Jews Sans Fronteres has a moving post about sucking in the dust of 9/11 in Manhattan and then breathing it in in house demolitions in Palestine a year later– and this with a foto of the Empire State Building lit green for Eid last night. It's been a long time since 9/11. I feel we're making progress.
I drove to synagogue today, past a family walking to a mosque, and heard the Abraham and Isaac story from Genesis, the binding, with all the terror that story has always had for me. The rabbi offered Rabbi Harold Kushner's interpretation (Kushner wrote When Bad Things Happen to Good People): that the "test" God gives Abraham is to test whether he'll challenge him. Abraham had done so earlier in Genesis, at Sodom and Gomorrah, when he bargained with God over how many good people there had to be in a town for God not to destroy it. On that occasion God had dropped his number. But this time Abraham fails to challenge God, and thereby fails the test, Kushner says; and yet God loves him anyway and rewards him. I don't like that interpretation because it wishes away some of the fearsomeness of the tale and goes against its actual language. "Now I know that you fear God, since you have not withheld your son, your only beloved son from me," God says, and the angel repeats the same language. They're both honoring the idea of sacrifice. So I see the tyrannical father in that story, both of them, God and Abraham. And a father trying to rationalize physical punishment of his son. A lot of the bible is completely anachronistic. Like the wide acceptance of concubines, and the sacrifice of animals.
There's prophecy in the binding story, too. The angel says that Abraham will be rewarded for his faith. "[Y]our descendants shall possess the gate of their enemies.

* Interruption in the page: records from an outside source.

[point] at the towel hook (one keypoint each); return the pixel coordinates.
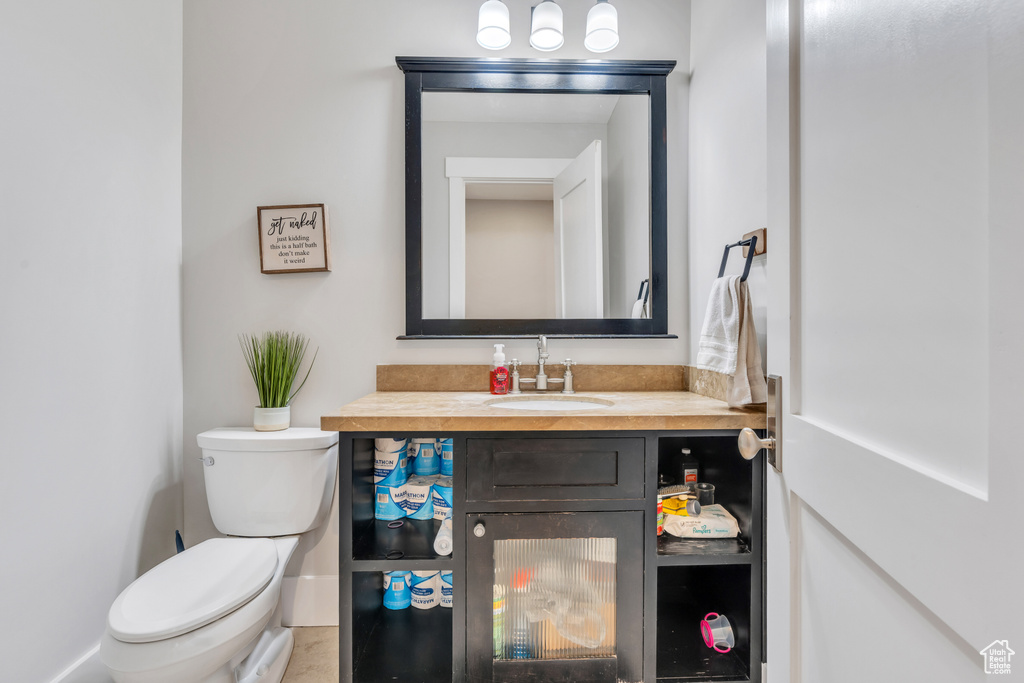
(752, 243)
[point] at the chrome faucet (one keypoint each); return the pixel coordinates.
(542, 379)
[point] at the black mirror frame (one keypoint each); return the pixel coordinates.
(590, 76)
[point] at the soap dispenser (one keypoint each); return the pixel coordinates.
(499, 372)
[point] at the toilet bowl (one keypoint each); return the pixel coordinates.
(211, 613)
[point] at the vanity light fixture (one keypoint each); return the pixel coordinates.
(546, 27)
(494, 33)
(493, 29)
(602, 28)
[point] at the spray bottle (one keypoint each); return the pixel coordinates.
(499, 372)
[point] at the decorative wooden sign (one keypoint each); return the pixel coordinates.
(293, 238)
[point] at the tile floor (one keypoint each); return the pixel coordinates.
(314, 658)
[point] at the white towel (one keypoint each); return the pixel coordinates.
(729, 343)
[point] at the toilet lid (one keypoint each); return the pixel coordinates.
(193, 589)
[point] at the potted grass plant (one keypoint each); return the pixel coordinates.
(273, 360)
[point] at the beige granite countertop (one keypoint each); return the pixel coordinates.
(467, 411)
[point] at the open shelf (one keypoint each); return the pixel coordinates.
(373, 540)
(685, 595)
(673, 551)
(409, 645)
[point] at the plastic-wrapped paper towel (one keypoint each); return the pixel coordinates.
(714, 522)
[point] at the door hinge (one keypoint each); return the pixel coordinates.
(773, 414)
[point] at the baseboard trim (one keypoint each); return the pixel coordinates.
(71, 674)
(309, 601)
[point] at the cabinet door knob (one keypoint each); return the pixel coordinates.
(751, 443)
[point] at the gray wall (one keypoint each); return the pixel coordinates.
(301, 101)
(90, 349)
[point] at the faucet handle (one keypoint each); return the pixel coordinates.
(567, 377)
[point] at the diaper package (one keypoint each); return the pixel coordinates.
(713, 522)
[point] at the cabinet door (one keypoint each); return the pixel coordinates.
(555, 597)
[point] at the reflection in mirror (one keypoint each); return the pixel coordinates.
(536, 205)
(495, 145)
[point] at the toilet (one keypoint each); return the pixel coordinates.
(211, 613)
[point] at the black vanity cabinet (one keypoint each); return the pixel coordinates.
(558, 571)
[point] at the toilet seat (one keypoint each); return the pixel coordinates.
(193, 589)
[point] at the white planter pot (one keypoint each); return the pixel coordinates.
(271, 419)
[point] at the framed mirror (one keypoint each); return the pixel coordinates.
(536, 198)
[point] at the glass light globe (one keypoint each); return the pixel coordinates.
(493, 28)
(546, 28)
(602, 28)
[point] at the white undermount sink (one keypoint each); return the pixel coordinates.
(553, 402)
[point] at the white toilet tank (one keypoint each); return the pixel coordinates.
(268, 483)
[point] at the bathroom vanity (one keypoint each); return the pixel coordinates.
(530, 480)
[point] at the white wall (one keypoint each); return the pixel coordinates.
(90, 348)
(628, 202)
(302, 101)
(518, 233)
(728, 151)
(500, 140)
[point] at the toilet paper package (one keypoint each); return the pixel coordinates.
(446, 450)
(397, 594)
(441, 496)
(425, 589)
(425, 460)
(390, 444)
(446, 589)
(390, 467)
(419, 502)
(389, 502)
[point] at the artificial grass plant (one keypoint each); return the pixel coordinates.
(273, 360)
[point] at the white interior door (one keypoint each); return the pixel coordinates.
(896, 199)
(579, 239)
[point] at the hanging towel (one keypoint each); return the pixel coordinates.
(729, 342)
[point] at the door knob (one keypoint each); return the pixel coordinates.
(751, 443)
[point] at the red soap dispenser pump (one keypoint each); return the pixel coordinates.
(499, 372)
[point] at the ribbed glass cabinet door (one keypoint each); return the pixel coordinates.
(548, 595)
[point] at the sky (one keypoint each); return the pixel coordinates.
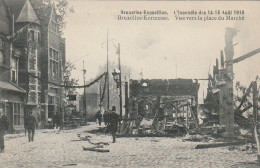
(161, 49)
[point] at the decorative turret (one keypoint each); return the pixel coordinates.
(27, 14)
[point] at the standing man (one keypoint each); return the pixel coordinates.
(105, 116)
(113, 122)
(31, 124)
(3, 128)
(99, 117)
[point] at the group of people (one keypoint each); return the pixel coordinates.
(111, 120)
(29, 124)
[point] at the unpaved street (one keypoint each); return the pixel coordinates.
(63, 149)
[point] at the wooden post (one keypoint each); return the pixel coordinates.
(126, 99)
(255, 113)
(228, 102)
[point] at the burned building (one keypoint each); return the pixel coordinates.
(12, 96)
(161, 104)
(37, 36)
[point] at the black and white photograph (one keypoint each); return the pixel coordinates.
(129, 84)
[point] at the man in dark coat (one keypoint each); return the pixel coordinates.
(99, 117)
(3, 128)
(113, 121)
(105, 116)
(30, 123)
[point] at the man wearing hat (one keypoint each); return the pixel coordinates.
(113, 122)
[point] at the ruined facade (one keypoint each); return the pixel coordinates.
(35, 33)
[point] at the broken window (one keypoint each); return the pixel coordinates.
(13, 76)
(54, 63)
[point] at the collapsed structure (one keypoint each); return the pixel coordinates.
(160, 106)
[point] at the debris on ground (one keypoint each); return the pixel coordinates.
(219, 144)
(95, 149)
(197, 138)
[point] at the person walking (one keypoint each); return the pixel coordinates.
(105, 116)
(113, 121)
(3, 128)
(31, 124)
(99, 117)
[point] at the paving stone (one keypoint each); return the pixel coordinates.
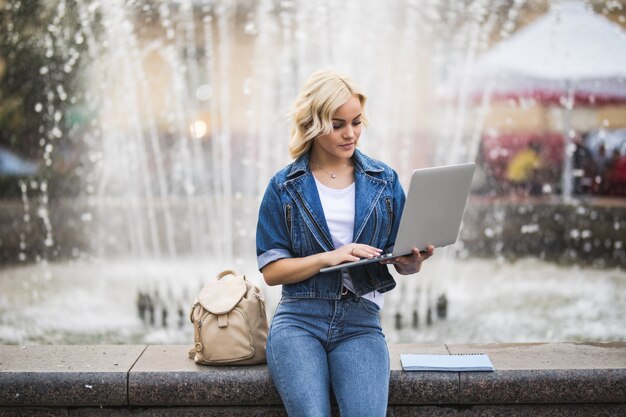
(164, 375)
(546, 373)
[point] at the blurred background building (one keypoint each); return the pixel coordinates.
(137, 137)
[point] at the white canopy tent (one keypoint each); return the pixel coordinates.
(570, 56)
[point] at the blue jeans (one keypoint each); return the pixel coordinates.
(315, 344)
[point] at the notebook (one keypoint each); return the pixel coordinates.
(432, 213)
(446, 363)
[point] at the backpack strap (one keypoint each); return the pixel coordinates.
(229, 272)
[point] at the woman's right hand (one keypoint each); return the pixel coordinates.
(350, 253)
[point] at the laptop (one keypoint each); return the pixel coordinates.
(432, 213)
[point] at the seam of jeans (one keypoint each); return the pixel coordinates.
(282, 383)
(330, 326)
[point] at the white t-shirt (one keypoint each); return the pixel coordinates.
(339, 209)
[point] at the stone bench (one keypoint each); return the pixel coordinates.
(556, 379)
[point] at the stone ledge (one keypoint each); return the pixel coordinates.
(154, 376)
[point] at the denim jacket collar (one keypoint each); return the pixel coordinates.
(361, 162)
(301, 185)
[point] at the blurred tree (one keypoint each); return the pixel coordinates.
(42, 48)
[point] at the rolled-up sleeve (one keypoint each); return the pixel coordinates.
(273, 241)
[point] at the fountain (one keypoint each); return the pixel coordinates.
(156, 126)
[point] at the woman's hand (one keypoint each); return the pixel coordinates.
(411, 264)
(350, 253)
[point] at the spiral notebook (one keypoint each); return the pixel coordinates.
(460, 362)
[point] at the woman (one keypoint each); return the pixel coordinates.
(333, 204)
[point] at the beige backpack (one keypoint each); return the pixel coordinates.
(229, 321)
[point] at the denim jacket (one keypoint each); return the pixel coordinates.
(292, 224)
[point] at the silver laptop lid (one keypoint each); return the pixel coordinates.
(432, 213)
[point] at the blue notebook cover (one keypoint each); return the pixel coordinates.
(446, 363)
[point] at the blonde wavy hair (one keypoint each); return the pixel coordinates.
(322, 94)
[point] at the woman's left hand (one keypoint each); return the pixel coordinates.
(411, 264)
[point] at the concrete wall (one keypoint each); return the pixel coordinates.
(561, 379)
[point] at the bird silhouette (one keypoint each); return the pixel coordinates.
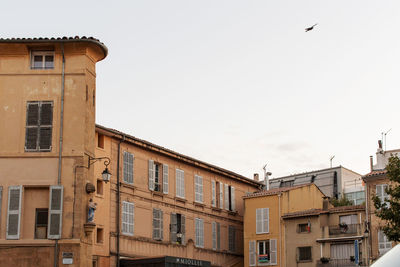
(312, 27)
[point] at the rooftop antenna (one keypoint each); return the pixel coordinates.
(331, 160)
(385, 136)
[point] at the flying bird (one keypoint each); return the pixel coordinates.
(312, 27)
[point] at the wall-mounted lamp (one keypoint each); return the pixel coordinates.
(106, 175)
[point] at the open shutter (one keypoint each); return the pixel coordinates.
(226, 196)
(151, 175)
(14, 211)
(213, 196)
(252, 253)
(233, 198)
(165, 178)
(173, 228)
(55, 212)
(272, 247)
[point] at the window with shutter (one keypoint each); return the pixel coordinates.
(127, 218)
(14, 212)
(39, 126)
(55, 212)
(128, 167)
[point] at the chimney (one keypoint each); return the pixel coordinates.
(256, 177)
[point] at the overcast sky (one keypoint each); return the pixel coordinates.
(239, 83)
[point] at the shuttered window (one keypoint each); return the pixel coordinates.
(232, 238)
(262, 220)
(127, 218)
(39, 126)
(180, 183)
(157, 224)
(128, 167)
(199, 231)
(14, 212)
(55, 212)
(198, 188)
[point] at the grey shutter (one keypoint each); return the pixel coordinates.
(151, 175)
(173, 229)
(165, 178)
(14, 212)
(252, 253)
(272, 248)
(55, 212)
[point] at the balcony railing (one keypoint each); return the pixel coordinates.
(345, 229)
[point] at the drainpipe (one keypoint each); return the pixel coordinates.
(61, 140)
(118, 197)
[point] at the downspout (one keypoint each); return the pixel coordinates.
(61, 140)
(118, 198)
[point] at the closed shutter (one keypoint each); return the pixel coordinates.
(55, 212)
(173, 228)
(165, 178)
(233, 198)
(252, 253)
(151, 175)
(14, 211)
(213, 194)
(272, 247)
(226, 196)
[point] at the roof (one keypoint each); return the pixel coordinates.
(58, 40)
(168, 152)
(276, 191)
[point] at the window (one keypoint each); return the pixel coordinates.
(41, 219)
(158, 177)
(180, 183)
(383, 242)
(381, 193)
(177, 228)
(216, 235)
(229, 198)
(266, 252)
(127, 217)
(199, 231)
(39, 124)
(99, 235)
(198, 188)
(128, 167)
(232, 238)
(42, 60)
(304, 254)
(262, 220)
(157, 224)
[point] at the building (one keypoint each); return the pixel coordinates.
(264, 227)
(325, 237)
(47, 99)
(376, 182)
(162, 203)
(333, 182)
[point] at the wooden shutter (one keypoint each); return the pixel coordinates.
(55, 212)
(226, 196)
(14, 212)
(213, 193)
(165, 178)
(252, 253)
(233, 198)
(272, 248)
(151, 175)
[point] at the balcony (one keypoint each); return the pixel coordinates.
(345, 229)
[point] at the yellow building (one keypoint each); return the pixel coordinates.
(264, 230)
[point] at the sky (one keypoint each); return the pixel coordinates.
(239, 84)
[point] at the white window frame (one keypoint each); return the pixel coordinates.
(129, 218)
(199, 232)
(198, 188)
(180, 183)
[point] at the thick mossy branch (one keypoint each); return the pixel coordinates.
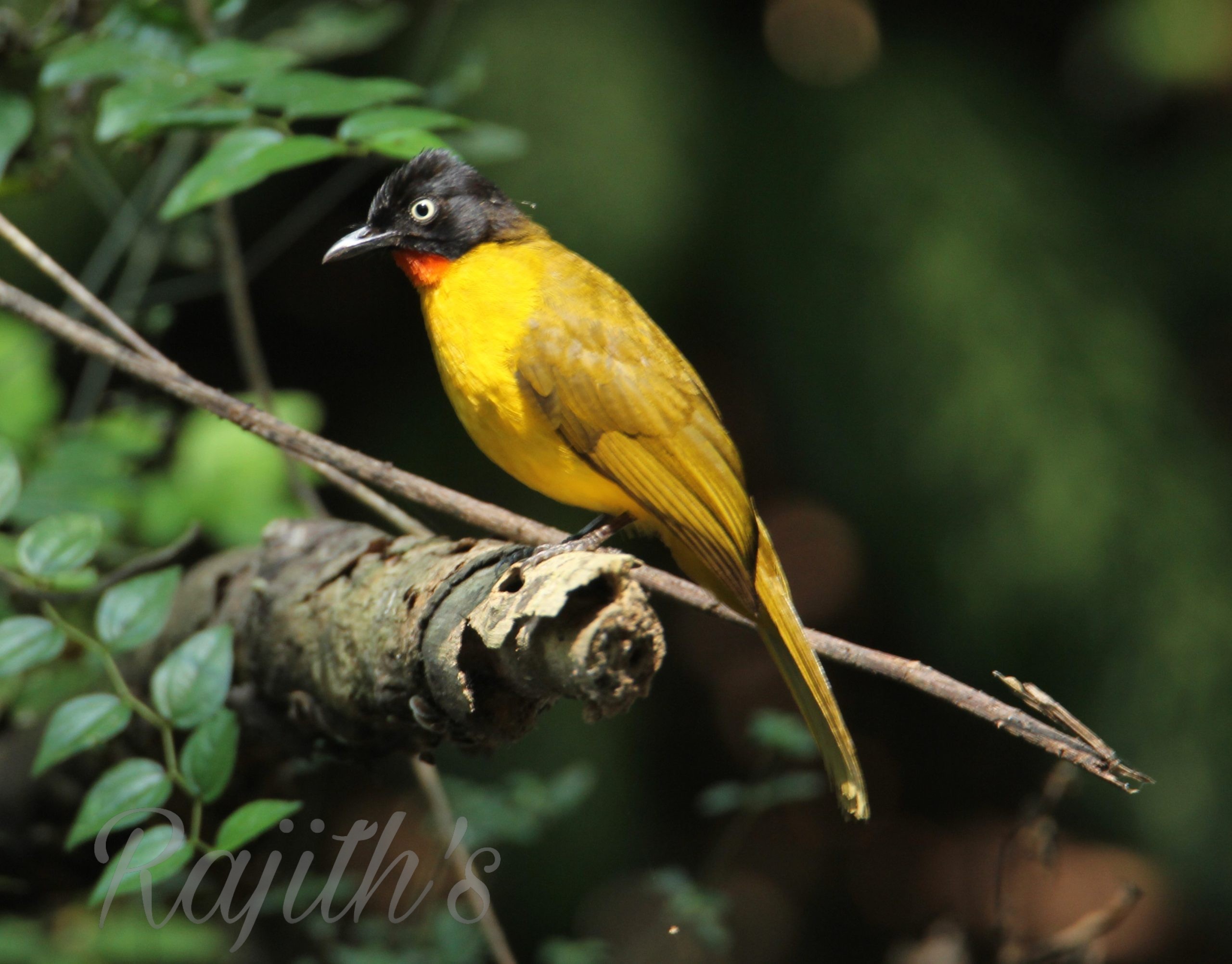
(387, 644)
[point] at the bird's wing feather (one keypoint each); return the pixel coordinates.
(624, 398)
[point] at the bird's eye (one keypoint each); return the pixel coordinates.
(423, 210)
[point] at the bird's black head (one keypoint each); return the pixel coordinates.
(434, 205)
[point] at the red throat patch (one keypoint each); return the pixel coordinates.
(424, 270)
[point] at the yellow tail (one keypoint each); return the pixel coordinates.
(784, 635)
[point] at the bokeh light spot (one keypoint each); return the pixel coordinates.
(824, 42)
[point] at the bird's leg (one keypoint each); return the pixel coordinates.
(589, 537)
(594, 533)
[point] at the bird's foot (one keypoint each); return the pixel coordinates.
(588, 538)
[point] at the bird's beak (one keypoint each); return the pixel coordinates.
(358, 241)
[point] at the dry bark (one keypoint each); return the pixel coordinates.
(382, 643)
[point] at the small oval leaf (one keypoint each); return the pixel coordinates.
(16, 122)
(133, 612)
(60, 543)
(315, 94)
(128, 786)
(27, 642)
(80, 724)
(386, 120)
(163, 844)
(192, 684)
(403, 144)
(10, 473)
(82, 60)
(208, 755)
(237, 62)
(252, 820)
(142, 104)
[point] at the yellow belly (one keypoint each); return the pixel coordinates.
(477, 317)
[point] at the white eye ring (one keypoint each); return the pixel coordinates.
(423, 210)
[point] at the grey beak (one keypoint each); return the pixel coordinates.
(358, 241)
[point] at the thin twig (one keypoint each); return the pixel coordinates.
(377, 503)
(1051, 710)
(49, 265)
(443, 815)
(248, 342)
(126, 226)
(519, 529)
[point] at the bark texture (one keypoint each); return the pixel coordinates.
(385, 643)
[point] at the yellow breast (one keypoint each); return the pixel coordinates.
(477, 317)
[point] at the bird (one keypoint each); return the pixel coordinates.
(564, 381)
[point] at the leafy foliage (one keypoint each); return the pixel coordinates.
(252, 820)
(16, 122)
(192, 684)
(80, 724)
(27, 642)
(163, 848)
(208, 755)
(133, 612)
(128, 786)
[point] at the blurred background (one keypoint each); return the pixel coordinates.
(959, 276)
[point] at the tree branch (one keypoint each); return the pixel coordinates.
(172, 380)
(390, 644)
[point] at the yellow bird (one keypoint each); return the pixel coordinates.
(564, 381)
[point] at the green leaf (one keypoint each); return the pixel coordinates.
(784, 734)
(237, 62)
(227, 479)
(60, 543)
(80, 724)
(315, 94)
(8, 552)
(10, 479)
(206, 115)
(486, 143)
(331, 30)
(132, 785)
(390, 120)
(30, 393)
(76, 580)
(82, 58)
(239, 161)
(144, 104)
(208, 755)
(163, 844)
(252, 820)
(133, 612)
(403, 144)
(192, 684)
(27, 642)
(16, 122)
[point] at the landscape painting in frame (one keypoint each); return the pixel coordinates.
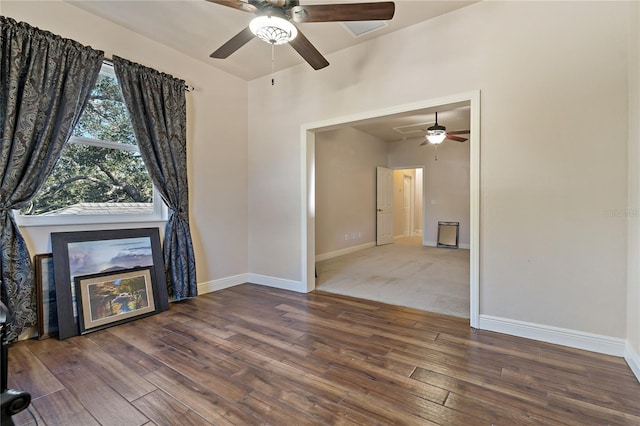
(83, 253)
(112, 298)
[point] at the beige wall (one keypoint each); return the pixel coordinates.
(346, 161)
(447, 184)
(549, 254)
(217, 135)
(633, 216)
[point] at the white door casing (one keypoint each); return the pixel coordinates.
(384, 206)
(407, 205)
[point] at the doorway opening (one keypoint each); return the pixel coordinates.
(308, 131)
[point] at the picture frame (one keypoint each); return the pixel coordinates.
(46, 308)
(112, 298)
(93, 252)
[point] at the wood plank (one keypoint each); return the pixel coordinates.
(106, 405)
(209, 405)
(252, 355)
(62, 408)
(124, 380)
(162, 409)
(29, 373)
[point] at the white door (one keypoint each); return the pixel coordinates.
(407, 205)
(384, 206)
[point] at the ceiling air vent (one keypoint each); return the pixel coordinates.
(360, 28)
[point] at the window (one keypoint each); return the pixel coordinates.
(100, 176)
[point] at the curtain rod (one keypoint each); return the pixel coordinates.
(187, 88)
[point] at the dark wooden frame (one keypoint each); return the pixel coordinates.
(44, 283)
(67, 323)
(83, 282)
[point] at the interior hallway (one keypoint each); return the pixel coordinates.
(404, 273)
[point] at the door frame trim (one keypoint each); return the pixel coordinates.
(307, 137)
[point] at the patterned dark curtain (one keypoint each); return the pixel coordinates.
(45, 82)
(157, 108)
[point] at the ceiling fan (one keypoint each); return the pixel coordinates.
(275, 23)
(436, 134)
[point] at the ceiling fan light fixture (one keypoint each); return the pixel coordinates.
(273, 29)
(436, 134)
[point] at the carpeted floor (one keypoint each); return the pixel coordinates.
(403, 273)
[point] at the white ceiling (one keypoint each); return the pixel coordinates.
(198, 27)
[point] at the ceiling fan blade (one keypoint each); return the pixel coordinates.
(303, 46)
(235, 43)
(236, 4)
(380, 11)
(456, 138)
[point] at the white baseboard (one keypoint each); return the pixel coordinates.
(435, 244)
(274, 282)
(342, 252)
(222, 283)
(560, 336)
(227, 282)
(633, 359)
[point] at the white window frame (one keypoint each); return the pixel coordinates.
(160, 210)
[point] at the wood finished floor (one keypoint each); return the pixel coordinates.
(251, 355)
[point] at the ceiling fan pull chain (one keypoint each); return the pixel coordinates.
(273, 48)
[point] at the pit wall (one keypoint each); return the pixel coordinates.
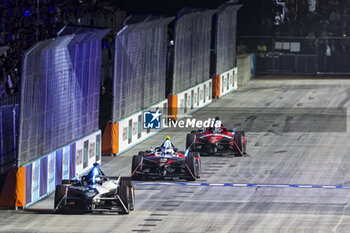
(224, 83)
(120, 136)
(33, 181)
(190, 100)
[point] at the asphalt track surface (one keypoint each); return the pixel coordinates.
(295, 178)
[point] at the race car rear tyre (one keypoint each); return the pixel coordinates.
(136, 166)
(124, 194)
(191, 165)
(190, 141)
(238, 139)
(197, 163)
(59, 197)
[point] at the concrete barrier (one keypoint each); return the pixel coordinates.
(224, 83)
(120, 136)
(245, 66)
(190, 100)
(33, 181)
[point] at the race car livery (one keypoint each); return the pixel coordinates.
(166, 162)
(217, 141)
(95, 192)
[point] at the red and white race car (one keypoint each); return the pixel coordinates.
(166, 162)
(217, 141)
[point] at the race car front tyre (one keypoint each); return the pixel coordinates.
(132, 196)
(190, 141)
(136, 166)
(239, 147)
(197, 163)
(124, 195)
(191, 165)
(60, 194)
(67, 181)
(141, 153)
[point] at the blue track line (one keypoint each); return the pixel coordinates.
(244, 185)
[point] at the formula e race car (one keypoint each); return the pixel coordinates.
(166, 162)
(95, 192)
(217, 141)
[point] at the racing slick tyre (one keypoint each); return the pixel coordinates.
(197, 163)
(191, 166)
(239, 145)
(60, 194)
(190, 141)
(67, 181)
(142, 153)
(136, 166)
(125, 196)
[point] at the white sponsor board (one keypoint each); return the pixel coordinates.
(131, 131)
(194, 98)
(228, 81)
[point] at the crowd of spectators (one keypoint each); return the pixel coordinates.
(312, 18)
(23, 23)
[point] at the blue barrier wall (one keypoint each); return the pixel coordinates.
(43, 174)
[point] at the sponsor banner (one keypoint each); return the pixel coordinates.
(51, 171)
(65, 163)
(72, 172)
(35, 180)
(228, 81)
(131, 129)
(79, 157)
(59, 172)
(29, 172)
(43, 176)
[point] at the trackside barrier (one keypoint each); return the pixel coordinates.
(190, 100)
(122, 135)
(245, 67)
(224, 83)
(31, 182)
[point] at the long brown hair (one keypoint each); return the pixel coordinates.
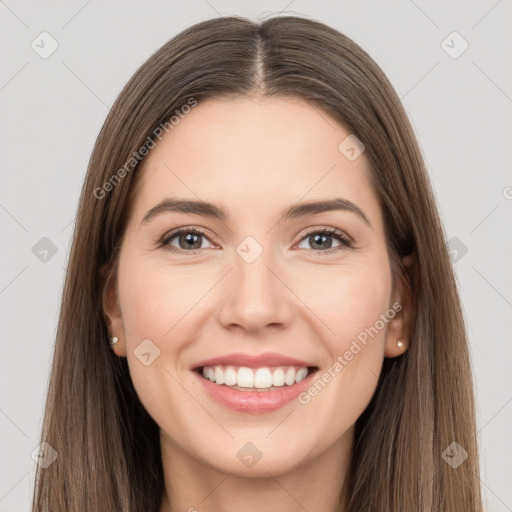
(108, 446)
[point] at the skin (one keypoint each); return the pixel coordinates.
(255, 157)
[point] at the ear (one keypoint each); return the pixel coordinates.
(112, 311)
(399, 327)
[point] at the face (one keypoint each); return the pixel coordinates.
(259, 289)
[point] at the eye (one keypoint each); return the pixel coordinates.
(188, 240)
(321, 239)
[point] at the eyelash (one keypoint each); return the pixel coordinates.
(345, 241)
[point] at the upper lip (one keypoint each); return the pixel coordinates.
(251, 361)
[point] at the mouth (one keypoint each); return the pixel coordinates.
(254, 390)
(245, 379)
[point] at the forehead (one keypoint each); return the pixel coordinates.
(254, 155)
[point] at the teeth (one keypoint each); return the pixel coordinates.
(260, 378)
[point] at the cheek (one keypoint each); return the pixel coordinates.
(156, 300)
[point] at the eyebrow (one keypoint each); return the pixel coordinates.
(206, 209)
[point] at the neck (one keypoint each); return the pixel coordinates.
(313, 484)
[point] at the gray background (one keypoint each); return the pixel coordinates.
(52, 110)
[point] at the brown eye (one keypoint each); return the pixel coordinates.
(321, 240)
(187, 240)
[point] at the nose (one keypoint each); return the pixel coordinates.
(256, 296)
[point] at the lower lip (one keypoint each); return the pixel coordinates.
(255, 401)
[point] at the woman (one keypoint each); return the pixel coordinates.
(259, 308)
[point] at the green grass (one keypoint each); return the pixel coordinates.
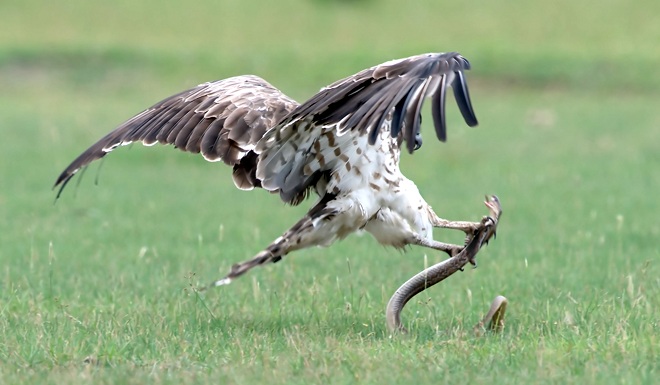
(97, 288)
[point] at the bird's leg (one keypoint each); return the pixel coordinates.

And
through your descendants, all the nations of the earth shall be
blessed." That goes right to Jewishness today: the belief among Jews that a nation cannot be strong unless it respects the freedom of Jews inside it. And also: owning the gates of the Palestinians, their homes. That strikes me as the real dilemma of Jewishness. We're exceptional, so valuable to nations, and yet we possess someone else's gates. I say "we" because there was an Israeli flag on the altar, of course. Our generation gets to figure out that dilemma at last. The unbinding. Happy Rosh Hashanah, Happy Eid.